[RFC 0/7] Rethinking splice

Pavel Begunkov <asml.silence@xxxxxxxxx> · Sun, 30 Apr 2023 10:35:22 +0100

IORING_OP_SPLICE has problems, many of them are fundamental and rooted
in the uapi design, see the patch 8 description. This patchset introduces
a different approach, which came from discussions about splices
and fused commands and absorbed ideas from both of them. We remove
reliance onto pipes and registering "spliced" buffers with data as an
io_uring's registered buffer. Then the user can use it as a usual
registered buffer, e.g. pass it to IORING_OP_WRITE_FIXED.

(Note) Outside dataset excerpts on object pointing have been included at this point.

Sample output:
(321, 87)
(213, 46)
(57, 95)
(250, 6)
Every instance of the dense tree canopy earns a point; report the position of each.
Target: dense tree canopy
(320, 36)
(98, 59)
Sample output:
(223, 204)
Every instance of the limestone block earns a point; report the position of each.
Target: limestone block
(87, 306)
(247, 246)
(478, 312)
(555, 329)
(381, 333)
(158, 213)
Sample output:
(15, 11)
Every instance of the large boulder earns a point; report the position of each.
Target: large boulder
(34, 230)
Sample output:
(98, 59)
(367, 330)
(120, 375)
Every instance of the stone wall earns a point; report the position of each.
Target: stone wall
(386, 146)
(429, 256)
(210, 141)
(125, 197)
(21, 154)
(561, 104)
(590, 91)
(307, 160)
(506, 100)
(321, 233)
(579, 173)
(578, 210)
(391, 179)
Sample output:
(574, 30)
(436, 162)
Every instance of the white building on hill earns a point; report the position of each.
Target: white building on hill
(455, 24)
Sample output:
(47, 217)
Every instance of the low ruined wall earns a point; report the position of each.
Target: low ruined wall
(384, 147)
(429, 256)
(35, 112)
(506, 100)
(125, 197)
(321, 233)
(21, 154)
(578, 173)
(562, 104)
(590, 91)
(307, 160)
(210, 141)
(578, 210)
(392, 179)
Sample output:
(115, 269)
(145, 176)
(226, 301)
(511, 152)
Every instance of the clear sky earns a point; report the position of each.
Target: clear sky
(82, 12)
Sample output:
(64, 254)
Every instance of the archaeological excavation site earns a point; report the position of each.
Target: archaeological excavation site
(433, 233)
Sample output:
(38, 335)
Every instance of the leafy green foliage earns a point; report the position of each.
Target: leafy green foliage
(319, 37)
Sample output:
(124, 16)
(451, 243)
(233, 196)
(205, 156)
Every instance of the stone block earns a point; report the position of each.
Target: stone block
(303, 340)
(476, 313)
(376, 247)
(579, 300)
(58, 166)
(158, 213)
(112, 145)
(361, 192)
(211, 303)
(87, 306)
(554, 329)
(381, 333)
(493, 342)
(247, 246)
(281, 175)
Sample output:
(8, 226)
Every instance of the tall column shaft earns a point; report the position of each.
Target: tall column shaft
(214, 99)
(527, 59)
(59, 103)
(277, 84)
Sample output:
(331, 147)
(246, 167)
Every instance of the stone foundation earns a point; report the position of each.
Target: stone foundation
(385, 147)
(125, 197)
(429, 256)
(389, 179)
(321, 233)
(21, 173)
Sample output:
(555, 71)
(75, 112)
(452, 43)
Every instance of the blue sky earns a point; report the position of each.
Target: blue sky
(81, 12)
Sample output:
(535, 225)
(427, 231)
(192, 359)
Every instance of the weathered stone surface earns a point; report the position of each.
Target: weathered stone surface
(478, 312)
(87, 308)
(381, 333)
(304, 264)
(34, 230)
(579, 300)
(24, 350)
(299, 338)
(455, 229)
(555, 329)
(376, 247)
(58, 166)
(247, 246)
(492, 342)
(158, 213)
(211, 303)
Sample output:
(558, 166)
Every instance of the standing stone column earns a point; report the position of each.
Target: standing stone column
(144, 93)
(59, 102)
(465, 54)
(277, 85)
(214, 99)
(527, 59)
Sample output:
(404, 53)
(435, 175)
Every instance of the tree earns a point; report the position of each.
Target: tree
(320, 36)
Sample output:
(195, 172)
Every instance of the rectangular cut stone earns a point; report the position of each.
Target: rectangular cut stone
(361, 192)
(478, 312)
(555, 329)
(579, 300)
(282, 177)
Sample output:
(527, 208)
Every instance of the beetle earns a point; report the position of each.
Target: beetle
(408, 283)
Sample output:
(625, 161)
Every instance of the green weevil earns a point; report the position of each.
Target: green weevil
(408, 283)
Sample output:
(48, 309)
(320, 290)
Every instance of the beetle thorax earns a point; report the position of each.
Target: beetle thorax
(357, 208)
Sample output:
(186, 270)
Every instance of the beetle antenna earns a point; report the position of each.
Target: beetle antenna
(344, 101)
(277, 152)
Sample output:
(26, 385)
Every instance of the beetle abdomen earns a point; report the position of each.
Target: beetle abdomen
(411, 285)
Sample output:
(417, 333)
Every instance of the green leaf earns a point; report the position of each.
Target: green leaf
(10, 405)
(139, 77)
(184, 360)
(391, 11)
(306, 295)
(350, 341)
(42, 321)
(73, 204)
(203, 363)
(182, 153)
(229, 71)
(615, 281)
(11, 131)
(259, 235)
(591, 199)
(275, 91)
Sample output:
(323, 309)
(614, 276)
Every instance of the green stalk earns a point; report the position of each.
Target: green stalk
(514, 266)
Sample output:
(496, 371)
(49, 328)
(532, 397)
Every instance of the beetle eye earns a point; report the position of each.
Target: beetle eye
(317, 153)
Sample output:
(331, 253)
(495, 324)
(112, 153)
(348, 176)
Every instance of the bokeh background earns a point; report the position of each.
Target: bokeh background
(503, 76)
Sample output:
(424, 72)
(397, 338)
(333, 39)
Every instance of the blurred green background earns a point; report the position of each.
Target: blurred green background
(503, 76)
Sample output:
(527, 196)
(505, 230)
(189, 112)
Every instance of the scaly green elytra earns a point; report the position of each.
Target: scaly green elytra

Once a buffer is released, it'll be returned back to the file it
originated from via a callback. It's carried on on the level of the
enitre buffer rather than on per-page basis as with splice, which,
as noted by Ming, will allow more optimisations.

The communication with the target file is done by a new fops callback,
however the end mean of getting a buffer might change. It also peels
layers of code compared to splice requests, which helps it to be more
flexible and support more cases. For instance, Ming has a case where
it's beneficial for the target file to provide a buffer to be filled
with read/recv/etc. requests and then returned back to the file.

Testing:

I was benchmarking using liburing/examples/splice-bench.t [1], which
also needs additional test kernel patches [2]. It implements get-buf
for /dev/null, and the test grabs one page from it and then feeds it
back without any actual IO, then repeats.

fairness:
IORING_OP_SPLICE performs very poorly not even reaching 450K qps, so one
of the patches enables inline execution of it to make it more
interesting but is only fine for testing.

Buffer removal is done by OP_GET_BUF without issuing a separate op
for that. "GET_BUF + nop" emulates the overhead by additional additional
nop requests.

Another aspect is that OP_GET_BUF issues OP_WRITE_FIXED, which, as
profiles show, are quite expensive, which is not exactly a problem of
GET_BUF but skews results. E.g. io_get_buf() - 10.7, io_write() - 24.3%

The last bit is that the buffer removal, if done by a separate request,
might and likely will be batched with other requests, so "GET_BUF + nop"
is rather the worst case.

The numbers below are "requests / s".

QD  | splice2() | OP_SPLICE | OP_GET_BUF | GET_BUF, link | GET_BUF + nop
1   | 5009035   | 3697020   | 3886356    | 4616123       | 2886171
2   | 4859523   | 5205564   | 5309510    | 5591521       | 4139125
4   | 4908353   | 6265771   | 6415036    | 6331249       | 5198505
8   | 4955003   | 7141326   | 7243434    | 6850088       | 5984588
16  | 4959496   | 7640409   | 7794564    | 7208221       | 6587212
32  | 4937463   | 7868501   | 8103406    | 7385890       | 6844390

The test is obviously not exhausting and it should further be tried
and with more complicated cases. E.g. need quantify performance with
sockets, where apoll feature will be involved, and it'll need to get
internal partial IO retry support.

[1] https://github.com/isilence/liburing.git io_uring/get-buf-op
[2] https://github.com/isilence/linux.git io_uring/get-buf-op

Links for convenience:
https://github.com/isilence/liburing/tree/io_uring/get-buf-op
https://github.com/isilence/linux/tree/io_uring/get-buf-op

Pavel Begunkov (7):
  io_uring: add io_mapped_ubuf caches
  io_uring: add reg-buffer data directions
  io_uring: fail loop_rw_iter with pure bvec bufs
  io_uring/rsrc: introduce struct iou_buf_desc
  io_uring/rsrc: add buffer release callbacks
  io_uring/rsrc: introduce helper installing one buffer
  io_uring,fs: introduce IORING_OP_GET_BUF

 include/linux/fs.h             |  2 +
 include/linux/io_uring.h       | 19 +++++++
 include/linux/io_uring_types.h |  2 +
 include/uapi/linux/io_uring.h  |  1 +
 io_uring/io_uring.c            |  9 ++++
 io_uring/opdef.c               | 11 +++++
 io_uring/rsrc.c                | 80 ++++++++++++++++++++++++++----
 io_uring/rsrc.h                | 24 +++++++--
 io_uring/rw.c                  |  7 +++
 io_uring/splice.c              | 90 ++++++++++++++++++++++++++++++++++
 io_uring/splice.h              |  4 ++
 11 files changed, 235 insertions(+), 14 deletions(-)

-- 
2.40.0